A filling pipe is arranged between the pipe body and the signal receiving plate, and an inner single-cavity pipe is arranged on the lower surface of the signal receiving plate, so that 8 wires encircle the filling pipe, and the axis position of the filling pipe is coaxially aligned with the axis position of the pipe body and the axis position of the inner single-cavity pipe. The cross section of the inserted filling pipe is square, and 2 wires are placed on each side surface of the square filling pipe, so that 8 wires are separated from each other. The filler pipe and the inner single-cavity pipe are made of medical thermoplastic polyurethane through stretching by using a special die in the heating process. The side length of the filler pipe is 1mm, and the inner diameter of the filler pipe is 0.6mm. The outer diameter of the inner single-cavity tube is 0.65mm, and the inner diameter is 0.55mm.

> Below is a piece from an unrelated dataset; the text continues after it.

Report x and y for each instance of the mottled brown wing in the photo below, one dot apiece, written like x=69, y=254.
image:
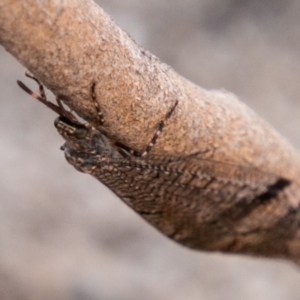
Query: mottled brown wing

The mandrel is inserted through the central lumen, the filler tube and the inner single-lumen tube of the tube body, so that the tube body, the filler tube and the inner single-lumen tube are sequentially contacted. The mandrel is made of stainless steel materials, and polytetrafluoroethylene is coated on the surface of the mandrel.
The end part of the pipe body, which is close to the filling pipe, is wrapped by the outer single-cavity pipe, 8 wires between the pipe body and the signal receiving plate, the filling pipe, the signal receiving plate and the inner single-cavity pipe are used, so that the signal receiving plate is arranged between the inner single-cavity pipe and the outer single-cavity pipe, and the outer single-cavity pipe has the outer diameter of 2.3mm and the inner diameter of 1.7mm.
And (3) sleeving heat shrinkage tubes on the outer parts of the outer single-cavity tubes wholly or partially according to actual conditions, and then respectively heating the heat shrinkage tubes slowly to a temperature higher than the heat shrinkage temperature of the heat shrinkage tubes. The heat shrinkage tube is subjected to heat shrinkage, and materials of the tube body, the filling tube, the inner single-cavity tube and the outer single-cavity tube are melted, so that the outer single-cavity tube and the tube body are integrated. The corresponding part of the tube body is contacted with the filling tube in the outer single-cavity tube, and the filling tube and the inner single-cavity tube are correspondingly integrated. The heat-shrinkable tube is made of perfluoroethylene propylene copolymer. The external diameter of the heat-shrinkable tube is 2.8mm, and the wall thickness is 0.2mm.
And stripping the heat shrinkage tube after cooling the integral structure, and extracting the mandrel. The filling pipe, the inner single-cavity pipe and the central pipe cavity of the pipe body are aligned and fused with each other with the assistance of the mandrel, so that the multi-conduction elastic electrode finished product structure shown in fig. 5 is obtained.
Although the present invention has been described with reference to the accompanying drawings and examples, it will be apparent to those skilled in the art that various changes and modifications may be made without departing from the spirit and scope of the invention and are not limited to the exemplary embodiments disclosed herein. Accordingly, it should be noted that such changes or modifications fall within the scope of the claims of the present invention, and the scope of the present invention should be construed based on the appended claims.